Abirpothi

Black Figurative Painting: A Monumental Survey Exposes the Limits of Representation

Pratiksha Shome

The title of this show at the Zeitz Museum of Contemporary Art in Cape Town is a parody of Ava Duvernay’s 2019 Netflix film “When They See Us,” which centres on the Central Park Five, a group of Black teens who were wrongfully charged with killing a white jogger in 1989 before being cleared 13 years later. The term “When We See Us,” which the curators Koyo Kouoh and Tandazani Dhlakama have reversed, represents an effort to remove the unfavourable prejudice with which Black life is perceived, written about, and spoken of. The exhibition explores how Blackness and Africanness have been represented through 200 paintings created by 156 Black African and diasporic artists, whose works date from the early 20th century through the year 2022.

The figures in these paintings are immensely diverse when seen as a whole: they include lovers, healers, heroes, villains, and mythical beings who participate in worship and dance, running and combat, as well as reading, relaxing, sleeping, and reflecting. Overall, the show’s structure conveys a sense of optimism earned via pride and self-awareness. The majority of the show focuses on Black joy in particular. Examples include Joy Labinjo’s (2018) Gisting in the Kitchen and Moke’s 1983 Kin oyé ou Coulier Madiokoko à Matonga, both of which show a group of men and women dancing in a club lit by dim, rainbow lights.

Contemporary artworks portraying characters with exaggeratedly black, even jet-black skin are also prominently featured in the exhibition. Examples include Kwesi Botchway’s Green Earflip Cap (2020), Zandile Tshabalala’s Conversation (2020), Amoako Boafo’s Teju (2019), and Cinga Samson’s Ibhungane 16 (2020). Two women with shaven heads are depicted in Tshabalala’s Two Reclining Women, a startling standout with bright-red lipstick and leopard print nightgowns that jump off the canvas.

Problems arise from both the excessive optimism and the emphasis on skin tone. The positive tone of the show raises questions about its potential in light of the ongoing global anti-Blackness. Dhlakama cites author Kevin Quashie in her catalogue piece, who bemoans the fact that “nearly all of what has been written about Blackness assumes that Black culture is, or should be, identified by resistant expressiveness—a response to racial oppression.” Nevertheless, she claims that the display was designed to challenge the pervasive attitude of exploitation and persecution. It’s a reasonable impulse, but occasionally it comes out as forced, as if there’s a need to affirm something about being Black or African.
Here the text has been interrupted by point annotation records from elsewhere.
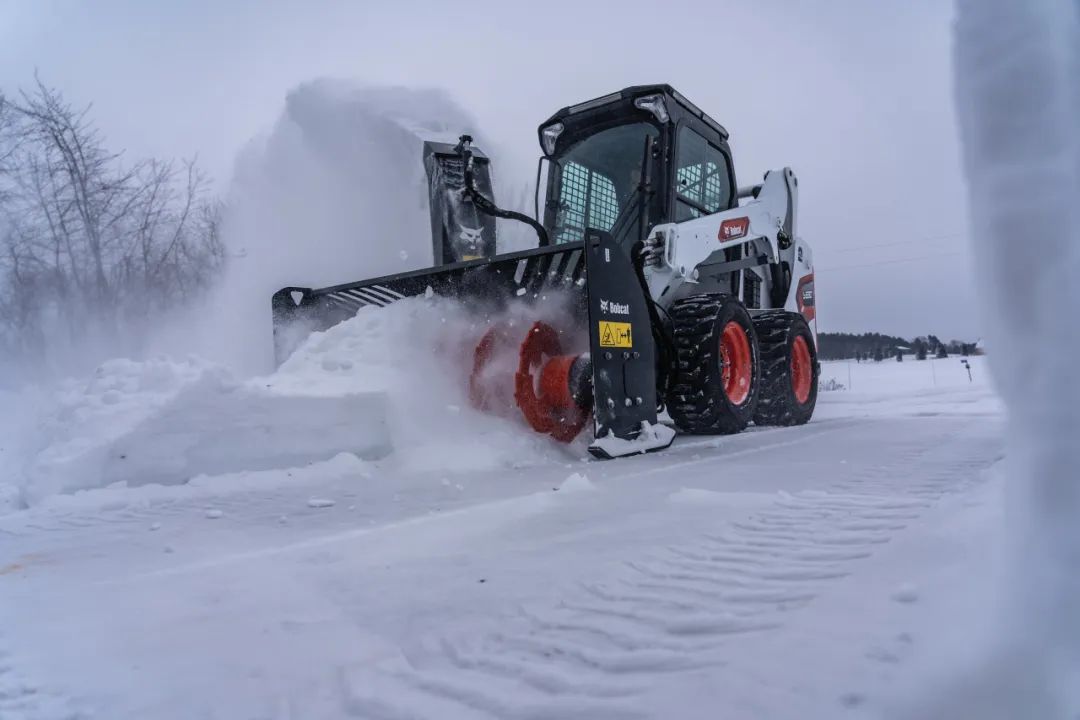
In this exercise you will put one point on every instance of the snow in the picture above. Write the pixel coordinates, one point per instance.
(763, 571)
(1017, 92)
(577, 483)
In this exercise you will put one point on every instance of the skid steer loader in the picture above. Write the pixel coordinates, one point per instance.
(680, 290)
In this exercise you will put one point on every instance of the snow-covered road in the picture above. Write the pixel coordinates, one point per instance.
(757, 575)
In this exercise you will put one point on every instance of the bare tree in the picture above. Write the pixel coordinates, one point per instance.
(89, 244)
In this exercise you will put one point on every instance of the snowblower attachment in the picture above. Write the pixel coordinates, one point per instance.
(615, 383)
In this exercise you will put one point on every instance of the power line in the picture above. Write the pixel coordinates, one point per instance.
(895, 261)
(917, 241)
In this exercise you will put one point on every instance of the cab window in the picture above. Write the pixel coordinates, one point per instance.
(702, 184)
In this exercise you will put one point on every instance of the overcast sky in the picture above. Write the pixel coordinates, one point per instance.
(855, 96)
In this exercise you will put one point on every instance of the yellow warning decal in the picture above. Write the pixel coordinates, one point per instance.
(616, 335)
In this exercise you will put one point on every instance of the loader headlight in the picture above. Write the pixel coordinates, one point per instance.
(549, 136)
(653, 104)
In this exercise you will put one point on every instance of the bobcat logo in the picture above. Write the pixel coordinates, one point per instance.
(471, 238)
(615, 308)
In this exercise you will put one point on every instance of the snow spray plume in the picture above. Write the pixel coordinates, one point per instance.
(1017, 83)
(336, 193)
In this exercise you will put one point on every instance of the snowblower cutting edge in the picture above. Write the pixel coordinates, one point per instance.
(698, 296)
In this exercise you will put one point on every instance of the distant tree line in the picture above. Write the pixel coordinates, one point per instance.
(92, 245)
(874, 347)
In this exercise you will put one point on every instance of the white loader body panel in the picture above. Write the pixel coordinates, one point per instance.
(766, 222)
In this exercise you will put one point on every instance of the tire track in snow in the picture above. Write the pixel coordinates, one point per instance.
(680, 608)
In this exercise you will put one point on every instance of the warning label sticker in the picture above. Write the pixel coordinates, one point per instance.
(616, 335)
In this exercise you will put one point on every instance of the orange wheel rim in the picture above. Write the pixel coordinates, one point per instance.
(801, 375)
(737, 365)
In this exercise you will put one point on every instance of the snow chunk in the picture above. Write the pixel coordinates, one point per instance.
(697, 497)
(651, 437)
(906, 594)
(577, 483)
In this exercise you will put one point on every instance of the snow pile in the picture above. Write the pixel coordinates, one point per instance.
(419, 354)
(164, 422)
(1018, 99)
(389, 383)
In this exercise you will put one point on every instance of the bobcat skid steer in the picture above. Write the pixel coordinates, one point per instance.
(679, 290)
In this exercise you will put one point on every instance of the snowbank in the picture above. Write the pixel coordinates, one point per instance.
(388, 383)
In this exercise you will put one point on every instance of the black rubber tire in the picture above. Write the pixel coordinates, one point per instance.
(777, 404)
(697, 401)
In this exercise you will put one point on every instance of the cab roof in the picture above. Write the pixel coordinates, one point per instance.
(634, 92)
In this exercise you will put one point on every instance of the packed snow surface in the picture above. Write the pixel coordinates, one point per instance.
(781, 568)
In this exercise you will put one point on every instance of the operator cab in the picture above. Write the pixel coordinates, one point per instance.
(631, 160)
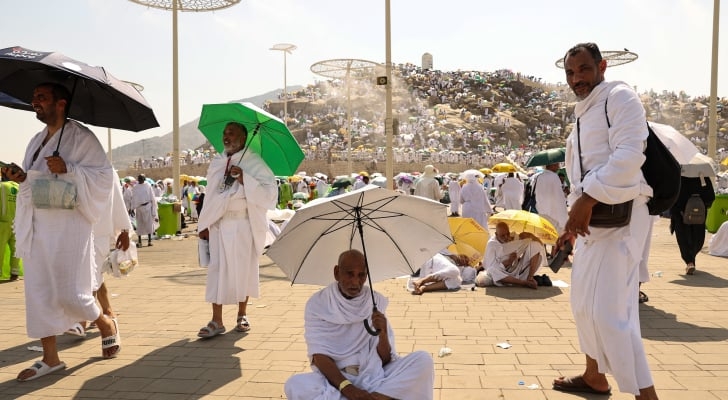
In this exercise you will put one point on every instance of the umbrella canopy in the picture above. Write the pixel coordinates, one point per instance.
(397, 234)
(524, 221)
(267, 135)
(504, 167)
(9, 101)
(341, 182)
(97, 98)
(470, 238)
(693, 163)
(547, 157)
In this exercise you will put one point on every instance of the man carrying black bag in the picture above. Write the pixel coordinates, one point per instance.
(687, 221)
(603, 164)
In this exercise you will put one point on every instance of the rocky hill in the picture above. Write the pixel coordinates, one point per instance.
(455, 110)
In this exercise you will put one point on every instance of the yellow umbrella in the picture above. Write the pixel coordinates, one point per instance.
(470, 238)
(524, 221)
(504, 167)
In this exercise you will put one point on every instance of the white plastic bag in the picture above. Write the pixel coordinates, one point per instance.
(203, 249)
(123, 262)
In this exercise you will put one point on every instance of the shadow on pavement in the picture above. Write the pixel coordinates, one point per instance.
(701, 279)
(186, 369)
(657, 324)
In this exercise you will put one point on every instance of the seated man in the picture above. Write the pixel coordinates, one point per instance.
(504, 266)
(347, 361)
(438, 273)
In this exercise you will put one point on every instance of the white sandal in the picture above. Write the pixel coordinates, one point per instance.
(76, 330)
(111, 341)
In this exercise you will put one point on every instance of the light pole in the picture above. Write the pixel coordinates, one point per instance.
(285, 48)
(174, 6)
(138, 88)
(713, 118)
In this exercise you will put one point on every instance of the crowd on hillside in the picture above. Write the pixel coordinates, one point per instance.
(488, 103)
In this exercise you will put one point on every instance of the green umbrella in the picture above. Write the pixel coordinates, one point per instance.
(546, 157)
(267, 135)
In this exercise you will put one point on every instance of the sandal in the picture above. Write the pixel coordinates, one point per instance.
(212, 329)
(242, 325)
(643, 297)
(690, 269)
(112, 341)
(76, 330)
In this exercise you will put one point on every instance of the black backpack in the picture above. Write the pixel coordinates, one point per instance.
(694, 213)
(661, 171)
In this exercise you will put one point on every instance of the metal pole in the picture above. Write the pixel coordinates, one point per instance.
(109, 141)
(389, 123)
(285, 92)
(713, 118)
(348, 118)
(175, 105)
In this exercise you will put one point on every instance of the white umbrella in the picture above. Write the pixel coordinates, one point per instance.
(395, 232)
(694, 163)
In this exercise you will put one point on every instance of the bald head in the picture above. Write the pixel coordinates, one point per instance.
(350, 273)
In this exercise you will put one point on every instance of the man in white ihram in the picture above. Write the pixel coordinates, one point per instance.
(348, 362)
(144, 205)
(241, 189)
(550, 199)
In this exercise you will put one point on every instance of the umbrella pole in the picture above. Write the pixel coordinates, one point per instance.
(372, 331)
(65, 118)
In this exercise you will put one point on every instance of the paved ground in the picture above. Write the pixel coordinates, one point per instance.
(161, 307)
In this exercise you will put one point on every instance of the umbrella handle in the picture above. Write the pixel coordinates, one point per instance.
(372, 331)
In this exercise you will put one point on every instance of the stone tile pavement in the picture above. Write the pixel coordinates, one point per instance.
(161, 307)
It can be said that Kerry James Marshall and Lynette Yiadom-Boakye are to blame for the exaggeratedly black skin tone, but it’s not apparent what the next generation is doing to develop or complicate the method. And it’s crucial to do so because its pervasiveness can contribute to stereotypes of simple visibility and representation without always posing a threat to how the Black body is perceived. Artists run the risk of portraying the Black body as a gimmick when they make such a strong connection between Black life and Black skin.